Si on aime le cinéma c'est aussi parce qu'il a la capacité de nous faire voyager là où on ne serait jamais allé, sans bouger de notre siège. On en entendait très rarement parler mais voilà que le même mois sortent au cinéma deux films en provenance de ce pays méconnu, le Kazakhstan. L'un d'un auteur qui a déjà fait ses preuves, Darezhan Omirbayev, et l'autre d'un jeune réalisateur qui fait là son premier essai de long-métrage. Et c'est là que l'on se rend compte que le cinéma, plus qu'un divertissement, peut jouer un rôle politique très fort.
Leçons d'Harmonie raconte l'enfer vécu par un jeune collégien, humilié et ostracisé par les autres élèves de son école. Pour comprendre les enjeux du réalisateur, arrêtons-nous un instant sur ce curieux titre : Leçons d'harmonie. Alsan, le héros du film, semble en effet toujours chercher le bon équilibre, entre ses tortures d'animaux, ses meurtres, et l'aide qu'il apporte à Mirsayin, ou à sa grand-mère. Malheureusement il ne le trouve jamais. Il a beau se laver compulsivement, ça ne n'expiera pas pour autant ses pêchers.
Le bon équilibre, force est de constater que le réalisateur le cherche aussi. On peut regretter que le cinéaste ne laisse aucun répit à son spectateur. Pas une once d'humour dans ce premier film qui s'avère un peu trop sérieux. Le film est pénible du début à la fin. Mais d'un point de vue formel, Emir Baigazin fait preuve d'un vrai sens du cadre et d'une réelle virtuosité. La leçon d'harmonie est peut-être ici, entre la beauté de la forme et la dureté du fond.

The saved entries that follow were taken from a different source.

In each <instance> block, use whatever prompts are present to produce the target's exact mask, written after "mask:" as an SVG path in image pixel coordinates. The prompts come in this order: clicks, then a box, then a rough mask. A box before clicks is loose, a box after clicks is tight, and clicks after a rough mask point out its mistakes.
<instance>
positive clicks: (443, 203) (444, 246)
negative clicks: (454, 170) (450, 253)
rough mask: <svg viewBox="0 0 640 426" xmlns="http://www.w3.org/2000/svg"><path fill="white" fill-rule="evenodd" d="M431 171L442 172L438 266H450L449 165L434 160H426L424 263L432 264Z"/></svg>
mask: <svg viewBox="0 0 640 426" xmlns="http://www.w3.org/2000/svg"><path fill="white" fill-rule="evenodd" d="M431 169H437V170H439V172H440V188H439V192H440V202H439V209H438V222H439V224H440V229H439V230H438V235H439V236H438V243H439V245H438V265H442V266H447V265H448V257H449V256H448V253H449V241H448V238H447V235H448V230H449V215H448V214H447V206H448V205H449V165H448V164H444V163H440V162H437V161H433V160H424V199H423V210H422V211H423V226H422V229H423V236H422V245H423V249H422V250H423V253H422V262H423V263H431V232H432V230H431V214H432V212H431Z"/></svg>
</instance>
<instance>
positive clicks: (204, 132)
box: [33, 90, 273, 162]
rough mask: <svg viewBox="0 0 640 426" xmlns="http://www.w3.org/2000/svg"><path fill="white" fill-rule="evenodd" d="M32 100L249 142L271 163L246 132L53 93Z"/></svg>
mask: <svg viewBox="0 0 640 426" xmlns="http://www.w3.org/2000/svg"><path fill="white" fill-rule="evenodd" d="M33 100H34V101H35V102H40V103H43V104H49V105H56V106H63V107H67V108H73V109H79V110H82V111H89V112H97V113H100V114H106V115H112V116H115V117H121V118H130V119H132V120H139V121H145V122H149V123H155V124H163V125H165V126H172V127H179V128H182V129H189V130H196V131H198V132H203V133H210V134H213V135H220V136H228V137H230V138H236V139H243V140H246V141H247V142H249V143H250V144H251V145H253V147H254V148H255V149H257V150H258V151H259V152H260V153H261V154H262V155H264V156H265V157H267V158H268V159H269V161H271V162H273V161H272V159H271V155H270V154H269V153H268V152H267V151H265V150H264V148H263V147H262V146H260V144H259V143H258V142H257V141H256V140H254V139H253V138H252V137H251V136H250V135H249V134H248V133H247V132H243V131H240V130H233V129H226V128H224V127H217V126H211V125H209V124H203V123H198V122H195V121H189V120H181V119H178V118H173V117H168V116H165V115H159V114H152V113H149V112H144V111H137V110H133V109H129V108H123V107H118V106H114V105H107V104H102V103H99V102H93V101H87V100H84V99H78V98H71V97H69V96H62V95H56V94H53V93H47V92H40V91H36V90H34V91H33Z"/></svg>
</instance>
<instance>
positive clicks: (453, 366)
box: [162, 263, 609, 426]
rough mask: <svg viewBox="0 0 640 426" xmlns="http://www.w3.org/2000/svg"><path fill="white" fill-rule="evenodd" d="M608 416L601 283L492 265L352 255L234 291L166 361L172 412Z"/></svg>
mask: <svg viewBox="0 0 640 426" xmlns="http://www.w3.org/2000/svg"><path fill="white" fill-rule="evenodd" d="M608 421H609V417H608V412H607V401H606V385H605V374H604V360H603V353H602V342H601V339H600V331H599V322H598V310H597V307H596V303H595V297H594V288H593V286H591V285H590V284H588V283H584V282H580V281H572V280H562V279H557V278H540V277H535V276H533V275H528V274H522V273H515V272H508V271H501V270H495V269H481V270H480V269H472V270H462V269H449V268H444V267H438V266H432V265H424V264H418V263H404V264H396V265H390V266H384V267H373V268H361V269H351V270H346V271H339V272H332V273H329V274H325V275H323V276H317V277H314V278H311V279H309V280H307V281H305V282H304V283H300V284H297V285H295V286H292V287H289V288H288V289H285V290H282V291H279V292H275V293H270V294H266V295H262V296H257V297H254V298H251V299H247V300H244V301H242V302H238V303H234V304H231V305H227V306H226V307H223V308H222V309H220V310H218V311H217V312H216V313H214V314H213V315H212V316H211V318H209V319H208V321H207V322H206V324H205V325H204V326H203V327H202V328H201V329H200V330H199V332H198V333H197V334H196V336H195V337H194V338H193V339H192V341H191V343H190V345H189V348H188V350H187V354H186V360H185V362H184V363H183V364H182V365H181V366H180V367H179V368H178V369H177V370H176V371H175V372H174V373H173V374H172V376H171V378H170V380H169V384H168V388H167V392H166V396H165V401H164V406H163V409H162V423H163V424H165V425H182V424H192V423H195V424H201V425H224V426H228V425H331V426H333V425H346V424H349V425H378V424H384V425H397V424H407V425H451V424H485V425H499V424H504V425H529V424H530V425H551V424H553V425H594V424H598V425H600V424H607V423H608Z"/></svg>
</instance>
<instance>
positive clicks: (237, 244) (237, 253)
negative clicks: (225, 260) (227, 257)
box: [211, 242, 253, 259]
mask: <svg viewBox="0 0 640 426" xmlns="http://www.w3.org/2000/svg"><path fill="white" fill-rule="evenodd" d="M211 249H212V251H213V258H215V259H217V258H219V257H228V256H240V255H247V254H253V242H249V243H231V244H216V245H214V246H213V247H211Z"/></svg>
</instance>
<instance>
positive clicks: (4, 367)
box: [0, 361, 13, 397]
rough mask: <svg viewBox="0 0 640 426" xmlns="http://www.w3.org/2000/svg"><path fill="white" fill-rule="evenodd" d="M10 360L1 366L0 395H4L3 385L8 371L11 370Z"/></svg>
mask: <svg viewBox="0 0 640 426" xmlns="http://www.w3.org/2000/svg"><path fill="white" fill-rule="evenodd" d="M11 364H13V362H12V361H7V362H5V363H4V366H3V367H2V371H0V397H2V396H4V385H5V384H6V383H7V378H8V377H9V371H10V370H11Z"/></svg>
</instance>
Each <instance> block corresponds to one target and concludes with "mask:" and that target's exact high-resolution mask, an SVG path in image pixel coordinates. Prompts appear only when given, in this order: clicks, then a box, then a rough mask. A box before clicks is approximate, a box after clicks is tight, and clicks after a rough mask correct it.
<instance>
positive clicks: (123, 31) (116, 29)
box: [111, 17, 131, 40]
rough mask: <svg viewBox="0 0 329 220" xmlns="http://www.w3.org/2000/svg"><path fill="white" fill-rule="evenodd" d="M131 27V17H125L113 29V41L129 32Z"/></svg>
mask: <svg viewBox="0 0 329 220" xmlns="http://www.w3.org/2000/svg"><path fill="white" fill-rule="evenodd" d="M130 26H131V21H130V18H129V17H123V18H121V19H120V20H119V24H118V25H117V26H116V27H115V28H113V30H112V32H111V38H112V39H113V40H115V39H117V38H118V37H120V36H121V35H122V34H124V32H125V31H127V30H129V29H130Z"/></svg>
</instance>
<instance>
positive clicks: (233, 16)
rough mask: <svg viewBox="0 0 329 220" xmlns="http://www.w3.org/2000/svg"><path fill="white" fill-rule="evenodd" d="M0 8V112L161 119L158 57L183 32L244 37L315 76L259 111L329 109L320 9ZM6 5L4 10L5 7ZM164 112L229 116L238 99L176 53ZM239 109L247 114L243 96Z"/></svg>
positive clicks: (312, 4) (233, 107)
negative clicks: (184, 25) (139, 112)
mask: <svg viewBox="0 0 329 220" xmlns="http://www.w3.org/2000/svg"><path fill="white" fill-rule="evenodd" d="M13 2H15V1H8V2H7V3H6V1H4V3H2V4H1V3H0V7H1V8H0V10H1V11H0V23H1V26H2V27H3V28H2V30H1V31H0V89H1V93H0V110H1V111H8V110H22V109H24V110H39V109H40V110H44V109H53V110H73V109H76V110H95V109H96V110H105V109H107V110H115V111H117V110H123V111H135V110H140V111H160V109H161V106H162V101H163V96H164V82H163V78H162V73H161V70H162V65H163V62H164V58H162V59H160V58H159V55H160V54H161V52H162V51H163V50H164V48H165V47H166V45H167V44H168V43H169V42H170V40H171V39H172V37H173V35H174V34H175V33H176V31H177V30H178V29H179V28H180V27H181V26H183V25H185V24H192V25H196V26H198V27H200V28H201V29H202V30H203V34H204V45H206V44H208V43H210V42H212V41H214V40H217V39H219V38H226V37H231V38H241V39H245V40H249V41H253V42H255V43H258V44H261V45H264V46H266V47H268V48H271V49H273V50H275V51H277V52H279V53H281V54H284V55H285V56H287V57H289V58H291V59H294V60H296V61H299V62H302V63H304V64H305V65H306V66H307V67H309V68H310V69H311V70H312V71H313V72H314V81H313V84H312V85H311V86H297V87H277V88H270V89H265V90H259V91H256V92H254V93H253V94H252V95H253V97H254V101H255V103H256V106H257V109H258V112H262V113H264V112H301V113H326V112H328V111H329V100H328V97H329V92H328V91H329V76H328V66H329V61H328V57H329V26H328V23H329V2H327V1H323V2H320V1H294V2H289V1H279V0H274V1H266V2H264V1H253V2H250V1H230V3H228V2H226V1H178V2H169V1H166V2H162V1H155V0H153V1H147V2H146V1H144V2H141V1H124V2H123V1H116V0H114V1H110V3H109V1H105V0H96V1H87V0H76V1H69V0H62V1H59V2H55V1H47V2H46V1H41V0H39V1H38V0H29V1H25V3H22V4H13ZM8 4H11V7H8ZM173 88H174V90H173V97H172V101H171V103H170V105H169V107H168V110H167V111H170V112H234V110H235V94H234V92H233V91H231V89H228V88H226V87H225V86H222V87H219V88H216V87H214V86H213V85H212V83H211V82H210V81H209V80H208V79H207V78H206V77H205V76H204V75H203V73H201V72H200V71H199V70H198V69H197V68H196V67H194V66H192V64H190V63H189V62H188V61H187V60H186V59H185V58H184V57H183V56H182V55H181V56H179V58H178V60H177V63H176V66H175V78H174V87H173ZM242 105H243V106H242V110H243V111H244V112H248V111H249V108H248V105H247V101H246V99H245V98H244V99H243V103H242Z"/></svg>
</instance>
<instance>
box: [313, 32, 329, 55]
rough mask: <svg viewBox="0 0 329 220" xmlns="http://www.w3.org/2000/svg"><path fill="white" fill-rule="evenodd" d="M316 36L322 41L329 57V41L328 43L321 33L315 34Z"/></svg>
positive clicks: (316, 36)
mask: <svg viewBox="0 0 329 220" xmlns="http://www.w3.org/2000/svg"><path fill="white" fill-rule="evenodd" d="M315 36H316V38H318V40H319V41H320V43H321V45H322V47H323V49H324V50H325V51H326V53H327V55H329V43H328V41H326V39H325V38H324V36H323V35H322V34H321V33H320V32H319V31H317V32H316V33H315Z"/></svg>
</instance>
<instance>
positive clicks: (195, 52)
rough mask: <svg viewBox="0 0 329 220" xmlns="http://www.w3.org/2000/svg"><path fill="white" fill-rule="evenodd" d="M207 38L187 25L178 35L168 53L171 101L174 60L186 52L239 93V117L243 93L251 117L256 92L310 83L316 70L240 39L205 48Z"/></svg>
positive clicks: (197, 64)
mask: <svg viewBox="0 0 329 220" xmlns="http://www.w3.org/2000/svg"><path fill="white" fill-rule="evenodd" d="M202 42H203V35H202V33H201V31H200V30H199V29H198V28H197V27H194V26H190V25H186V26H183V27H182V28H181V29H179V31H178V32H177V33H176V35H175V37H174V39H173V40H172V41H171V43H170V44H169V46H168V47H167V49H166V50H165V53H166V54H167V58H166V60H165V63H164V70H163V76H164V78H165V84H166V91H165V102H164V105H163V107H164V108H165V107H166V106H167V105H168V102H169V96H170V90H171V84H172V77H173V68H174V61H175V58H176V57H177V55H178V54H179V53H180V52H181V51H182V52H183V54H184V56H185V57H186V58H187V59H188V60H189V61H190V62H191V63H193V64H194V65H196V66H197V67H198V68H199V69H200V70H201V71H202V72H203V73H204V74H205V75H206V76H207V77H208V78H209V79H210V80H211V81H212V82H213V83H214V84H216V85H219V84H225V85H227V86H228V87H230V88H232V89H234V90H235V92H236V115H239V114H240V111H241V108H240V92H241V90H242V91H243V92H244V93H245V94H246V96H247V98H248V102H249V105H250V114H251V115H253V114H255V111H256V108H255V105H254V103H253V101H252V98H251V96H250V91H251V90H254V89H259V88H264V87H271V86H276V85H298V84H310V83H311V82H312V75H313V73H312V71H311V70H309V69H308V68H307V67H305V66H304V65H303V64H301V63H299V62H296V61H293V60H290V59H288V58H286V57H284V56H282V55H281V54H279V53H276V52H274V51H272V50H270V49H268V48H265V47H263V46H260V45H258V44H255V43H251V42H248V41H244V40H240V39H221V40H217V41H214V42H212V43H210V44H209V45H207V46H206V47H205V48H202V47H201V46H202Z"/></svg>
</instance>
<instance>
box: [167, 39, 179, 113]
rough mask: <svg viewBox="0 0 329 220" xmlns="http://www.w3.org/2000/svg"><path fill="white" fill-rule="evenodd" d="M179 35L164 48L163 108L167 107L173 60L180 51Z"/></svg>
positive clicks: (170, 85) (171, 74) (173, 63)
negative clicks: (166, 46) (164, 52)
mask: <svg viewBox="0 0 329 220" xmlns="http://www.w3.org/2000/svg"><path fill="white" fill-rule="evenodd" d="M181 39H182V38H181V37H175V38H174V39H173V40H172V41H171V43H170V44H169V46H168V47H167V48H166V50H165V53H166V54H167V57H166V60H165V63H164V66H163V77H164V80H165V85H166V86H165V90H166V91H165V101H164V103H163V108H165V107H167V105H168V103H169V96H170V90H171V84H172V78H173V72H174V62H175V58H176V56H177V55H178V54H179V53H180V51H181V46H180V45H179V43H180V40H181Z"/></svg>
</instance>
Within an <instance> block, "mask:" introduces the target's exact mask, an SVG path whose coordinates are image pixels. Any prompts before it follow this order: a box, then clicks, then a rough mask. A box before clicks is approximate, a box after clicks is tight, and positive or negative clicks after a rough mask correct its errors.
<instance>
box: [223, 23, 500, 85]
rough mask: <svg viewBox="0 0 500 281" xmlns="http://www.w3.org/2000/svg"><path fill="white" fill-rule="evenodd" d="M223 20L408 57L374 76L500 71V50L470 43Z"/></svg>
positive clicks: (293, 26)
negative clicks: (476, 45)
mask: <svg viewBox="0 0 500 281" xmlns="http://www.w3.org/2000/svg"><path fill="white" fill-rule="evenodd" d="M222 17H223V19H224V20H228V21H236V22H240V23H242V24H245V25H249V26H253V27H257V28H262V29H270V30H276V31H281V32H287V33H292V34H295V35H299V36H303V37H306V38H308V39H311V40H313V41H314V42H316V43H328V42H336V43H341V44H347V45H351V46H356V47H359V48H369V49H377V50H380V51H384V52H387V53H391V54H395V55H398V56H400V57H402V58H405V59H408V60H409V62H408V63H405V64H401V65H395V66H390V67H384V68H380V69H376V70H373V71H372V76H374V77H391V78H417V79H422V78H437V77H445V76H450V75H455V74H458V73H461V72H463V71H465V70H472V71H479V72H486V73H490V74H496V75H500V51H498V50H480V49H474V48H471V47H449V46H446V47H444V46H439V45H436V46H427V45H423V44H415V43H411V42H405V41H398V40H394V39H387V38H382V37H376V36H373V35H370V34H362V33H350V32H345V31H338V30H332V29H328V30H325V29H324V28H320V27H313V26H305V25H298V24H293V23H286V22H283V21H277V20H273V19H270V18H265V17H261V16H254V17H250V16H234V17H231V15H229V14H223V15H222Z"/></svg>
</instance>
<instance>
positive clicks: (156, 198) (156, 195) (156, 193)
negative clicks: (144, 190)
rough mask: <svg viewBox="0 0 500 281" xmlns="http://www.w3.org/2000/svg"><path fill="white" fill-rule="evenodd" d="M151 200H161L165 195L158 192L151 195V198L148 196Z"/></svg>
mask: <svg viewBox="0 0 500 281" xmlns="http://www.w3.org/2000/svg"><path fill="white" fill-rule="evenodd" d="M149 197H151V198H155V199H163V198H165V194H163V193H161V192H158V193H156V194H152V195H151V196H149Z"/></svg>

Mais pourquoi cette recherche d'équilibre est-elle au centre du film ? Baigazin dépeint un pays qui manque de cruellement de repères. Si l'établissement scolaire fourmille de déséquilibrés, c'est sans doute la faute au système d'éducation adopté par l'école. On y enseigne à la fois le parcours héroïque de Gandhi et des leçons militaires. On affirme même que l'argent est notre principale source d'énergie. Pas étonnant que l'enceinte soit devenu un haut-lieu du racket. Le parallèle avec les scènes d'amphi de L'Etudiant d'Omirbayev s'avère très intéressant. Dans ce film-là, les professeurs ne cessaient de dénoncer les dangers de l'Occident. Dans Leçons d'harmonie c'est bien l'argent qui est à la source de tous les problèmes.
Dans ces deux films kazakhs, les auteurs s'interrogent sur les contradictions de leur pays. Il y a d'une part cette volonté dans l'enseignement de se détacher de l'occident alors que les comportements des jeunes deviennent de plus en plus capitalistes, à l'image de Mirsayin, l'étudiant de la ville, avec son smartphone ou d'un autre élève qui affiche fièrement ses nouvelles Nike.
Dans L'Etudiant on parlait russe, dans Leçons d'harmonie, on parle kazakh. En deux films, on arrive à cerner les enjeux d'un pays en manque de repères. Omirbayev et Baigazin ont cette volonté commune de parler de leur pays et de mettre en lumière toutes ses contradictions. Entre Russie et Occident le Kazakhstan cherche simplement à trouver une harmonie.